Many Brits are only willing to work nine to six, move out of their parents' home in their late teens/ early twenties, waste money on rent or mortgage interest, trade up to a larger house (more rent/ mortgage, higher bills) every few years, want or expect to live in a 'nice' area, aren't willing to shop in markets nor eat rice and lentils, often live alone or as single parents.
As my parents died, I didn't get the opportunity to live with them for that long, and I don't have much family so I spend money on a mortgage and the bills associated with owning a house. I have moved once, I haven't had a holiday, or a car in years, I do have a job, (never had a business), and have had for years. I nearly always cook from scratch.
I suppose if I'd not had any bills for most of my life maybe by now I might have saved enough to buy a house, but that's not the way my life went. I live alone as well, which is another way my life turned out, not necessarily by choice.
Thanks for your reply anyway.0 -
Curiously I think Martin has missed the point.
If a certain minority cannot use the student loan facility then that is their issue. It is not up to us to change the system.
Of far more importance is the ever escalating cost to us taxpayers of unpaid student loans especially by foreign students.
It runs into tens if not hundred of millions as far as I am aware.
Martin does not mention this.
As a pensioner and taxpayer I object to funding free university education for those who are supposed to pay the loans back.0 -
Deepfatfriar wrote: »Curiously I think Martin has missed the point.
If a certain minority cannot use the student loan facility then that is their issue. It is not up to us to change the system.
Of far more importance is the ever escalating cost to us taxpayers of unpaid student loans especially by foreign students.
It runs into tens if not hundred of millions as far as I am aware.
Martin does not mention this.
As a pensioner and taxpayer I object to funding free university education for those who are supposed to pay the loans back.
My parents are pensioners but they are not taxpayers so I already have half an idea where you may be coming from you see!

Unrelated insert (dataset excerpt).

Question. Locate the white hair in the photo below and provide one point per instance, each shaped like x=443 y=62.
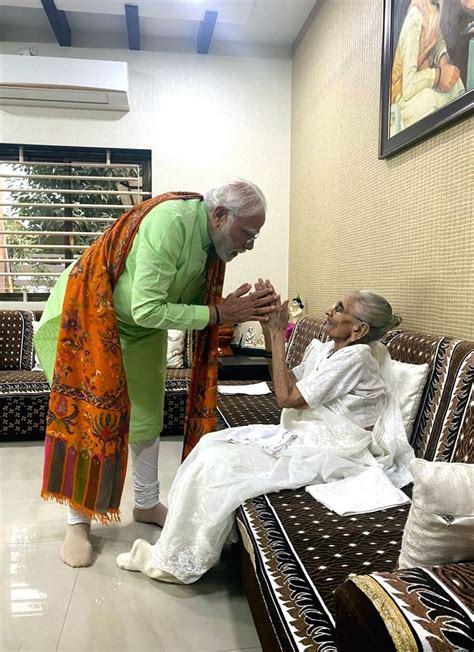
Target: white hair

This minority you belittle might well be England's conscience pricking good, had you thought of that?
My non-Muslim kids cannot afford university but are being told of course they must grab the opportunity and sign up for God knows what. Their insufficient godliness or godlessness (toss a florin or take your pick) is indeed insufficient to make them hesitate at the mention of RPI + 3%.
Thank Allah that there are still some people in our country who know an obscene unfair usury when they see it.